A group of like-minded citizens wants to change the way Valley residents understand the concept of “waste.”

“You may never eliminate waste, but if you’re planning with that goal in mind, you make it darn close,” said Lynne Pledger, the solid waste director of the Massachusetts chapter of Clean Water Action, which has offices in Northampton and Boston.

Pledger is a founding member of Valley Zero Waste, a new group dedicated to promoting what members describe as a “Zero Waste Culture” in all Pioneer Valley communities. She acknowledged that while most people are familiar with the “Reduce, Reuse, Recycle” slogan, the new group wants to emphasize the “hierarchy” of the three Rs — that reducing consumption and waste are more important than recycling.

“We’re going to be focusing more on the meat of the issue — preventing waste originally in the first place,” said Jessica Tanner of Northampton, another founding member. “We are a group of folks that are very oriented toward action.”

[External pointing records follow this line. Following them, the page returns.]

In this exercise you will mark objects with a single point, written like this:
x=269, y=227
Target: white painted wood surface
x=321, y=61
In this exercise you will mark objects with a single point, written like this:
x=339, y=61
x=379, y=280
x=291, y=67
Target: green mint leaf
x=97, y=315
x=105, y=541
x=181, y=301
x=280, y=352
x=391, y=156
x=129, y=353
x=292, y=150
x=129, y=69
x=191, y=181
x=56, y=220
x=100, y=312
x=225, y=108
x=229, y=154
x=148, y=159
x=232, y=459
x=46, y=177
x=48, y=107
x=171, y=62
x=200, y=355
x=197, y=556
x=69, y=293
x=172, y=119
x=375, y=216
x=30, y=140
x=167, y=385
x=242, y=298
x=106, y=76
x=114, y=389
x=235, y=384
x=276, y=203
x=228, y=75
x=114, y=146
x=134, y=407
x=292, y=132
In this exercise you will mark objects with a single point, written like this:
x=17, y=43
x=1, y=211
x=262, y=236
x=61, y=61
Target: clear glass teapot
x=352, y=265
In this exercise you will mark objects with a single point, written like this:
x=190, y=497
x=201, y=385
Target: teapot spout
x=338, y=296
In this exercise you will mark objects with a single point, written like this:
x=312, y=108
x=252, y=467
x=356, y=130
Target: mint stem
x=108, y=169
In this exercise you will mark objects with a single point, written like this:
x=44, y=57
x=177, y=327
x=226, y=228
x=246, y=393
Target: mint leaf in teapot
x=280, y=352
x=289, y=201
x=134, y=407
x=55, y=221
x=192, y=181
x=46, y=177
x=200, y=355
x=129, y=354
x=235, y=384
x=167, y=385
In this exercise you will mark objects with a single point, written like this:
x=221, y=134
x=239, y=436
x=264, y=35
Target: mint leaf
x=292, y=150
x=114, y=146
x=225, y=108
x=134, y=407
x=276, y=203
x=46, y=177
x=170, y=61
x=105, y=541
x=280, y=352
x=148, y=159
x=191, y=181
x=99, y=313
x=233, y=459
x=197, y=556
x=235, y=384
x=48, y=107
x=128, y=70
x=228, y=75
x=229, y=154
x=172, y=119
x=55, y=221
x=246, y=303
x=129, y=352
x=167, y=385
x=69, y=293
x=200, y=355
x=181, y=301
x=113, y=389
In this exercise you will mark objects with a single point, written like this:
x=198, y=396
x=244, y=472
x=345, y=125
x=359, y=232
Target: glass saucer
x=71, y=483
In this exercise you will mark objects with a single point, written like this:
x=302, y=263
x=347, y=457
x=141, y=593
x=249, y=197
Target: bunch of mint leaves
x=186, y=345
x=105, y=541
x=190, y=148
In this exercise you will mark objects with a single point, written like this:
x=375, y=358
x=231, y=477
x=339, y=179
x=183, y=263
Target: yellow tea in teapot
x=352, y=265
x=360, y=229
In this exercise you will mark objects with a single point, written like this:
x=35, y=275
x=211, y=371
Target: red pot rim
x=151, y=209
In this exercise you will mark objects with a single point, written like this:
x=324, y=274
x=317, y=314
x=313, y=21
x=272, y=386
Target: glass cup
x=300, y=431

The eight founders came together soon after Pledger, who lives in Hardwick but often works with Valley residents through her work at Clean Water Action, invited several local activists in May to visit the Northampton-based Recycling Works, a program which helps businesses and institutions reduce their waste. After the visit, the group continued to meet and discuss ways they could encourage local businesses to recycle, and soon decided to expand the focus to residents and local governments throughout the Valley, Pledger said.

“I think most people instinctively know that the way we are wasting resources can’t go on forever,” she said. “They know landfills are filling up. They know climate change is worsening. They know, and so I think a lot of people will actually welcome more information and support for doing things differently.”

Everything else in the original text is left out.